El evento, realizado en la comunidad de Xul-Ha, reunió a productores y representantes de organizaciones cañeras que habían solicitado este respaldo meses atrás. Para un sector que ha enfrentado un año difícil por la baja producción y la caída de ingresos, el gesto no solo representa un apoyo alimentario, sino un mensaje político claro: el gobierno estatal busca reforzar su presencia en una región estratégica.
Mara Lezama destacó que este beneficio es parte de un esquema más amplio de intervención que incluye inversiones en maquinaria, bioinsumos, programas de control de plagas y acompañamiento técnico.
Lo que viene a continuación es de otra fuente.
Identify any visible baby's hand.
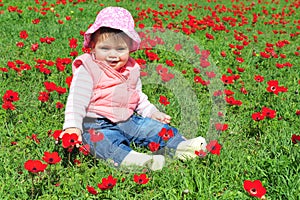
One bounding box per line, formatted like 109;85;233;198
151;111;172;124
59;128;82;147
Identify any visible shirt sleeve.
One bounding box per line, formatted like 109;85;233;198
136;78;158;117
63;65;93;131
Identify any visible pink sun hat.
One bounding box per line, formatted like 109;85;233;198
83;7;141;52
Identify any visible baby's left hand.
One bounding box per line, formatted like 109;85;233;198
151;111;172;124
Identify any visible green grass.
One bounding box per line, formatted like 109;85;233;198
0;0;300;200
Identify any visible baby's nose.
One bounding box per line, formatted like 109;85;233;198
108;49;120;59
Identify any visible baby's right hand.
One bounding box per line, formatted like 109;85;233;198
59;128;82;147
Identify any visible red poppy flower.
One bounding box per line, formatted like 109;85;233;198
44;81;57;92
20;30;28;39
200;59;210;68
267;80;287;95
206;140;222;155
195;150;207;158
205;33;215;40
52;130;63;141
26;133;40;144
221;74;234;84
254;75;264;82
158;128;174;141
160;73;175;82
166;60;175;67
215;123;228;131
244;180;267;199
62;133;80;148
38;92;50;102
252;112;265;121
24;160;47;173
55;102;64;109
98;175;117;190
225;96;242;106
224;89;234;96
148;142;160;152
69;38;78;49
31;43;39;51
2;101;16;110
79;144;90;156
155;65;168;75
261;107;276;119
65;76;73;88
16;42;24;48
89;129;104;143
159;95;170;106
43;151;61;164
133;174;150;185
205;71;216;78
2;90;19;102
221;51;226;57
291;134;300;144
145;50;159;61
174;44;182;51
86;185;98;195
55;86;67;95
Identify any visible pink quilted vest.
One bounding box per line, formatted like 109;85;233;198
72;53;140;122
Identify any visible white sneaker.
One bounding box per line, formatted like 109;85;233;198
175;137;206;161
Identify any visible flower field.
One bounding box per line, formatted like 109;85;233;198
0;0;300;200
Según la mandataria, la meta es fortalecer la cadena productiva de la caña y garantizar que las familias que dependen de esta actividad tengan mejores condiciones.
La entrega también sirvió para reiterar compromisos pendientes, como la mejora de la carretera que conecta Bachilleres con el ingenio, una obra clave para el transporte de la producción cañera. La gobernadora insistió en que su administración mantiene un enfoque humanista que busca “tocar vidas” y atender necesidades concretas.
El acto deja ver dos lecturas. En lo social, se trata de un apoyo esperado por miles de familias que han visto disminuir sus ingresos. En lo político, la gobernadora consolida presencia en el sur, una región donde el respaldo al proyecto estatal puede influir en el equilibrio interno de poder y en las futuras definiciones electorales.
Con estas acciones, Lezama refuerza la narrativa de un gobierno cercano y presente en el territorio, mientras proyecta estabilidad y acompañamiento para uno de los sectores productivos más importantes de Quintana Roo.